Endurance Gold Announces Closing Of Non-Brokered Private Placement

May 29, 2024

Endurance Gold Corporation


Endurance Gold Corporation report that it has closed the non-brokered private placement (the “FINANCING“) announced by news release on May 14, 2024.

The Company has received gross proceeds of $4,000,000 through the sale of 20,000,000 units (each, a “UNIT“) at a price of $0.20 per Unit. Each Unit is comprised of one common share (each, a “Share“) and one-half non-transferable common share purchase warrant (each, a “Warrant“). Each Warrant shall entitle the holder to purchase one additional Share of the Company at an exercise price of $0.32 per Share until May 29, 2026. The gross proceeds from the sale of the Units will be used to fund the Company’s exploration activities and for general corporate purposes.

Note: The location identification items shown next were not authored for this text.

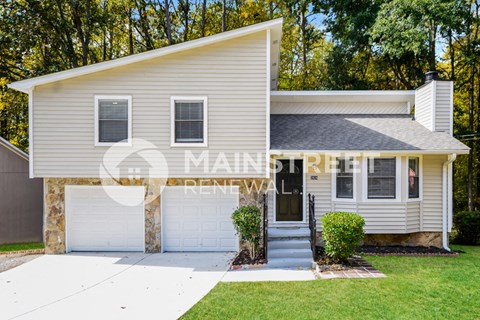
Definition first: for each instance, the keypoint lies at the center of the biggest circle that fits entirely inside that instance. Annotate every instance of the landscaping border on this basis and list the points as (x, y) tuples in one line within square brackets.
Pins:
[(453, 254), (24, 252)]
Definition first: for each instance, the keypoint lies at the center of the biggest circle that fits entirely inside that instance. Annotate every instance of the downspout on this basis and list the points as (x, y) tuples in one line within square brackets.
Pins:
[(446, 199)]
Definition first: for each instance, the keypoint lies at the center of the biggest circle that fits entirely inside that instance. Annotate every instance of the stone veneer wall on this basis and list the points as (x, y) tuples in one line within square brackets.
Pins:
[(251, 192)]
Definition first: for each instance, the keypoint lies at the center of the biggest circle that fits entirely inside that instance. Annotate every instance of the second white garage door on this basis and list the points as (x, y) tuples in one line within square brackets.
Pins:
[(199, 219), (105, 218)]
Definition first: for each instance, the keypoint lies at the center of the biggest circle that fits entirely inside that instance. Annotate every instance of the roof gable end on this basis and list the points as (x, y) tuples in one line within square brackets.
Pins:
[(274, 25)]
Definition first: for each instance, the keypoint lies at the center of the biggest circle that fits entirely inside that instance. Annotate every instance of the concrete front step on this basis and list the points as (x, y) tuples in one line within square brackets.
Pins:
[(288, 233), (290, 263), (289, 244), (289, 253)]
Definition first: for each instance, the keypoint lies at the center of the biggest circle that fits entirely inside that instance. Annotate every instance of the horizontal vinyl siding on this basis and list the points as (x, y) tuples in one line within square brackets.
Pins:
[(338, 108), (413, 216), (383, 217), (322, 191), (232, 74), (443, 106), (432, 193), (424, 105)]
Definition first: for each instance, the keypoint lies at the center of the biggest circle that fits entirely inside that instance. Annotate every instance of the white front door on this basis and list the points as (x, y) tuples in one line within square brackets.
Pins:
[(105, 218), (199, 219)]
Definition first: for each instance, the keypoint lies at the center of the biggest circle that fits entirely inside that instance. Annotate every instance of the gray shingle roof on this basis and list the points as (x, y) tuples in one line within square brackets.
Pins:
[(356, 132)]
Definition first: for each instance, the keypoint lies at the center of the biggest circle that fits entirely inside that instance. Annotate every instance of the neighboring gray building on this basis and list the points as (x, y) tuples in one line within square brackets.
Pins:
[(21, 203)]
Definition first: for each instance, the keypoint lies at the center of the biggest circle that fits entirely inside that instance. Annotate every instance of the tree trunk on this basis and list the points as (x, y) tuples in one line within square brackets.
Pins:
[(168, 24), (81, 34), (431, 55), (452, 55), (303, 29), (70, 49), (471, 143), (130, 31)]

All securities issued in connection with the Closing of the Financing are subject to a statutory hold period expiring four months plus one day from the Closing. No finder’s fees were paid in connection with this Financing. The Closing of the Financing remains subject to the final approval by the TSX Venture Exchange.

Mr. Gilliam, a control person and an insider of the Company, has subscribed for the entire 20,000,000 Units of the Financing. The Company has relied on the exemptions from the valuation and minority shareholder approval requirements of Multilateral Instrument 61-101 – Protection of Minority Security Holders in Special Transactions (“MI 61-101“) contained in sections 5.5(a) and 5.7(1)(a) of MI 61-101 in respect of such insider participation.

This news release shall not constitute an offer to sell or the solicitation of an offer to buy, nor shall there be any sale of the securities, in any jurisdiction in which such offer, solicitation or sale would require registration or otherwise be unlawful. The securities have not been or will not be registered under the United States Securities Act of 1933, as amended (the “U.S. Securities Act“) or any state securities laws and may not be offered or sold within the United States or to U.S. person unless registered under the U.S. Securities Act and applicable state securities laws or an exemption from such registration is available.

Robert T. Boyd
President & CEO

Neither the Exchange nor its Regulation Services Provider (as that term is defined in the policies of the Exchange) accepts responsibility for the adequacy or accuracy of this news release. This news release may contain forward-looking statements based on assumptions and judgments of management regarding future events or results that may prove to be inaccurate as a result of factors beyond its control, and actual results may differ materially from the expected results.